The National Collegiate Athletic Association is taking heat over an ad for a conservative advocacy group that appeared for a time this week on its corporate Web site.
The promotion for the group, Focus on the Family, features a smiling father holding his young son, next to the words "Celebrate Family. Celebrate Life." Beneath the photo appears the message: "All I want for my son is for him to grow up knowing how to do the right thing."
It's the second time this month that Focus on the Family has been linked to the world of college sports. The organization stirred controversy over an antiabortion commercial featuring Tim Tebow, the standout former University of Florida quarterback, that aired during CBS's broadcast of the Super Bowl.

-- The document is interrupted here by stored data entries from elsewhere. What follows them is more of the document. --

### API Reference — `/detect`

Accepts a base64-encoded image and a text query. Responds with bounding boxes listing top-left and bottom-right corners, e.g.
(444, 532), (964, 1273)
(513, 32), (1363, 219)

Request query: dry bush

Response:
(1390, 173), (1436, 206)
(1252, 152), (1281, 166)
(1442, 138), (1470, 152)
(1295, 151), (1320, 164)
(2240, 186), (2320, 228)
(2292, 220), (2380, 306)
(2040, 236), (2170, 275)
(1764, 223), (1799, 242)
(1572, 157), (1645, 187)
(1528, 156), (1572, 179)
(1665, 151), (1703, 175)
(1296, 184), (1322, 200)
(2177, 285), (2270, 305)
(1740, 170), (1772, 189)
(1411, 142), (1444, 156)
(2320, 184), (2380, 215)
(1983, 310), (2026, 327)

Uproar over the ad on NCAA.com emerged on Monday, when Pat Griffin, a professor-turned-blogger, saw the ad and wrote about it. Other blogs took note. A Facebook group soon appeared and urged its members to protest the NCAA's decision to run an ad from a group that they perceive as being against gay rights and diversity. By midday Tuesday, the ad was gone.

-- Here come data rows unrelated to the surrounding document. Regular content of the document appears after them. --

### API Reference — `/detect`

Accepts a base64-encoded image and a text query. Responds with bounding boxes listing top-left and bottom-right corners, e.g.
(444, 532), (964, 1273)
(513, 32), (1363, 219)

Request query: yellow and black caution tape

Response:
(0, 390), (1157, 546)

Bob Williams, a spokesman for the NCAA, said officials had been aware of the ad but decided to take it down after receiving complaints this week from NCAA members. He said he did not know when the ad first went up. Officials at the NCAA work "closely" with the association's broadcast partner, CBS, on the approval and scheduling of ads; "regularly" review the content of those ads; and "make adjustments as appropriate," Mr. Williams said in an e-mail message on Tuesday.

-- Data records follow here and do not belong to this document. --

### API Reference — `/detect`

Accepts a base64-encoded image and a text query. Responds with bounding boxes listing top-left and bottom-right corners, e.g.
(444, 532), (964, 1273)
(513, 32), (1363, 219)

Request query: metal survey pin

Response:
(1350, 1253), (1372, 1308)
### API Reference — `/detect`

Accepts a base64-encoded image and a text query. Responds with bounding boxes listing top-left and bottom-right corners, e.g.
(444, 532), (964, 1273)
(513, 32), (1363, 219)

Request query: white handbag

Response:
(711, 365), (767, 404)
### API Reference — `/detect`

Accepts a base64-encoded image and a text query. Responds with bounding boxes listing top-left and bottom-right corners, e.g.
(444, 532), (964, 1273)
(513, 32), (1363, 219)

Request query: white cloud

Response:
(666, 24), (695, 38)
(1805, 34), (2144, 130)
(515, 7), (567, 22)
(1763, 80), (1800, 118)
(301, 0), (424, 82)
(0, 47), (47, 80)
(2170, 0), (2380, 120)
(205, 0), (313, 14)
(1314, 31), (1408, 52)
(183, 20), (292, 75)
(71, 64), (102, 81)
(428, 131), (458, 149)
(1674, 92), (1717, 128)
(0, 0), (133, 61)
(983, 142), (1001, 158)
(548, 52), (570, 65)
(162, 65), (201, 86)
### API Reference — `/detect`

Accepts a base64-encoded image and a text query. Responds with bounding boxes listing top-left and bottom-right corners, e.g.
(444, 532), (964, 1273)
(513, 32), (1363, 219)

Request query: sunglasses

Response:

The association's advertising and promotional standards state that it favors advertisements that promote its core principles, including diversity, gender equity, and nondiscrimination. Advertisements from "cause-related organizations" are acceptable "unless the cause endorses a controversial or unacceptable viewpoint."
(The nonprofit organization has two Web sites, NCAA.org, for day-to-day operations geared toward its more than 1,000 members, and its corporate site, NCAA.com. The corporate site is the home for tickets, merchandise, and other information associated with the 88 championships the association sponsors in men's and women's sports.)
At Focus on the Family, officials were at first unaware that one of their advertisements had ended up on the NCAA's site. Only after being contacted by reporters did the organization's leaders discover that a prior agreement with CBS for an ad in a printed Super Bowl program also included provisions for additional placements of that ad in "ancillary" outlets—including Web sites—affiliated with the network, said Gary Schneeberger, a spokesman for the group.
He said Focus on the Family has "absolutely no plans" to purchase air time from CBS during the approaching Division I men's basketball tournament, the NCAA's marquee event for which CBS holds the broadcast rights.